In this article an educational action research study, based on a phenomenographic approach, is reported in which unexpected results have been possible to gather thanks to the inductive design of the study. The aim is to describe the ways in which contrasts of critical aspects of a learning object affect the students’ generative learning found by analysing three learning studies based on the theory of variation. Variation is in this article defined as the varied ways a phenomenon can be discerned. By contrasting critical aspects (i.e. main features needed to understand a phenomenon) in a dimension of variation, the learning object (i.e. the targeted ability or knowledge taught) can change form and be experienced in different ways that influence the students’ ability to learn. To investigate in which ways the contrasts affect the students’ learning outcome was the primary focus of the study, but the results also show an interesting pattern of how students’ learning outcomes in the short‐term and long‐term perspective are affected. In this study we have worked with learning study as a method, and the results are based on analyses of three learning studies made up of three lessons each. The results show how one pattern of contrasts allows the students to look critically upon their previous knowledge and make them find new ways of seeing the object of learning. This pattern has also been found to be more powerful in preparing students for future learning, since it seems to generate new learning (generative learning) after the learning situation itself.

Acknowledgements

This research was sponsored by the Department of Behavioural Sciences, Kristianstad University College and The Swedish Research Council, Committee for Educational Science.

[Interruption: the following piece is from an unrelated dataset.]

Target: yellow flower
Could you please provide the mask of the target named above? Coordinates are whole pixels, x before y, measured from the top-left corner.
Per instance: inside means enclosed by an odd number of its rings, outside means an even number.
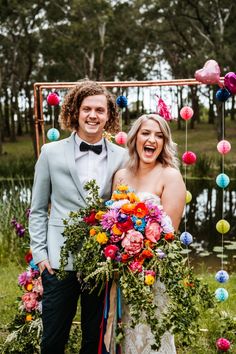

The authors also acknowledge the comments of the anonymous reviewer from this journal, which have been very valuable.

Notes

1. The research group consists of Mona Holmqvist, Ph.D., and Laila Gustavsson and Anna Wernberg, Ph.D. candidates from Kristianstad University; Prof. Ference Marton, Ulla Runesson, Ph.D., and project assistants Angelika Kullberg and Tuula Manula from Göteborg University; and Britta Carlsson, Ph.D., from Luleå University.

2. A big clock on the board. Works like a real clock when you move the hands.

3. Plastic clocks used by the students where both hands have to be moved separately.